In day two of the Department of Labor’s (DOL’s) public hearing on its current fiduciary rule package, NAFA showed up prepared to do battle. NAFA President and CEO Chuck DiVencenzo was accompanied by Pam Heinrich, NAFA Director of Government Affairs and General Counsel, and Tom Roberts of Groom Law Group as they outlined several key flaws of this onerous regulatory package, highlighting the potential damage it could do to everyday retirement savers working with licensed insurance professionals to help secure their future.
“… The Department has singled out fixed index annuities for special criticism that is exceedingly misinformed, reflecting a fundamental misunderstanding of what these products accomplish for consumers. The announcement of the proposed rule included an outrageous characterization of the many diligent members of our industry who make available products that American workers demand to enhance their financial security, particularly in their golden years,” DiVencenzo opened.
DiVencenzo went on to highlight that the expanded scope of the proposal cannot be reconciled with the Fifth Circuit Court’s Chamber of Commerce decision and that it should be withdrawn in its entirety. He also homed in on the preamble’s “junk analysis,” suggesting its contents are “based on selective pieces of outdated academic research and back-of-the-envelope calculations intended to justify a pre-determined conclusion” before opening up further analysis from Heinrich.
Heinrich used her testimony to remind the DOL of the extensive work the National Association of Insurance Commissioners and its working group put into gathering input from stakeholders to craft its best insurance model regulation that is now adopted or in the process of being adopted by 47 states.

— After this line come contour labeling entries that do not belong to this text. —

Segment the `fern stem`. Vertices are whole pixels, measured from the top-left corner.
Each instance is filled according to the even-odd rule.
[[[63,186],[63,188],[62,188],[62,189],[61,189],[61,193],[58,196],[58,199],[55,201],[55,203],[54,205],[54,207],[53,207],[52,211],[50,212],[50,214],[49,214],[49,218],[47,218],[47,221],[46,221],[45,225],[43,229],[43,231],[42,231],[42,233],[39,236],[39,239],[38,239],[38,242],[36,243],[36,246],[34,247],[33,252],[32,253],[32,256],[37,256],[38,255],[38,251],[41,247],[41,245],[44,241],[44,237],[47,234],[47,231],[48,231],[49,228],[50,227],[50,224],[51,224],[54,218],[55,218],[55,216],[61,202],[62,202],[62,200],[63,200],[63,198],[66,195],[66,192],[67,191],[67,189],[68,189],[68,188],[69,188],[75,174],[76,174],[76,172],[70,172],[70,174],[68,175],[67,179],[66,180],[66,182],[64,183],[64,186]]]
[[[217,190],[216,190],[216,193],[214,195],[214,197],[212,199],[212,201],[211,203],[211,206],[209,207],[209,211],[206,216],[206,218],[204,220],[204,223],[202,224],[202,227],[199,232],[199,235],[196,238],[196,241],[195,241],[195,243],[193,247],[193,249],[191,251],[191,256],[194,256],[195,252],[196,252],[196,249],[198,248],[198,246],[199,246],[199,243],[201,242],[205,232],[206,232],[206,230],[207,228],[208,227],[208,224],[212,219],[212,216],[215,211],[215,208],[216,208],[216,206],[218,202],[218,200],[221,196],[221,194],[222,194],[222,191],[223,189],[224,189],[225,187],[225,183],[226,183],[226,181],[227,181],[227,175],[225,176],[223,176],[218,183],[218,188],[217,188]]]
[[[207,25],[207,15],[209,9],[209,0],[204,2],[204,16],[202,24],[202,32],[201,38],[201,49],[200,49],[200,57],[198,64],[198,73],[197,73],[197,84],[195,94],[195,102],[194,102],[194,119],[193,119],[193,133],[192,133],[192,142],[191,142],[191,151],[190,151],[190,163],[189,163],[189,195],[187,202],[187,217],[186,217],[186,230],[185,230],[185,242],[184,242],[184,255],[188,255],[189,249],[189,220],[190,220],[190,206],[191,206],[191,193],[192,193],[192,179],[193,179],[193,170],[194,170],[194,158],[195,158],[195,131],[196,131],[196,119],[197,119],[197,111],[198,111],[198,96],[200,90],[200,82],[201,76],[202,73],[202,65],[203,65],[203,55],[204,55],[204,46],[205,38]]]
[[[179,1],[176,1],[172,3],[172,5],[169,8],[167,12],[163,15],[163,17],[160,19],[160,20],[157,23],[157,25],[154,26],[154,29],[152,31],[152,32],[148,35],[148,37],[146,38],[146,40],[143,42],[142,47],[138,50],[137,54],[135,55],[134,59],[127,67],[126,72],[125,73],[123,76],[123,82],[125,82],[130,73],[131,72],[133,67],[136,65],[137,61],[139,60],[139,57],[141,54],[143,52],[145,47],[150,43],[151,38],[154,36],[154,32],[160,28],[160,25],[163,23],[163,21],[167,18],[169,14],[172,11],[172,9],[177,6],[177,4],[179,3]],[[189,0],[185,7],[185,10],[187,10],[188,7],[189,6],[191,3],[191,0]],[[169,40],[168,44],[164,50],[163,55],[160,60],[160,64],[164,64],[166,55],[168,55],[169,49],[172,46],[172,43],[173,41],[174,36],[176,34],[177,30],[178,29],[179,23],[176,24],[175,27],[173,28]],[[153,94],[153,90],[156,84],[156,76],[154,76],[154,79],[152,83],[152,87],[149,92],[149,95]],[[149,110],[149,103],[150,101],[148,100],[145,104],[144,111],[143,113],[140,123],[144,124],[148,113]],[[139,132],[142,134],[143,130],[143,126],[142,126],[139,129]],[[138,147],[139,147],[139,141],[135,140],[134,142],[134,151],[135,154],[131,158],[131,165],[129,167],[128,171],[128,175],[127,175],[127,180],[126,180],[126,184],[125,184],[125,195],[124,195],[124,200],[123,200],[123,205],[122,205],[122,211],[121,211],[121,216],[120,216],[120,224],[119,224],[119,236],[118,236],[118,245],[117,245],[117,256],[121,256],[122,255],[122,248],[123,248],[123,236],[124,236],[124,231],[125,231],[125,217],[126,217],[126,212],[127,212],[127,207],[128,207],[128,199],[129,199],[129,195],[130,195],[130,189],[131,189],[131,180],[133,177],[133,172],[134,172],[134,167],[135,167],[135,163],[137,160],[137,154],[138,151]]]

“… The NAIC got it right. Its best interest model establishes high standards for the responsible sale of annuity products by trained insurance professionals, subject to oversight by state insurance departments,” Heinrich explained.
The testimony delivered sparked numerous questions from regulators from the Employee Benefits Security Administration, which NAFA navigated by underscoring the clear distinctions between fiduciary advice and singular insurance transactions.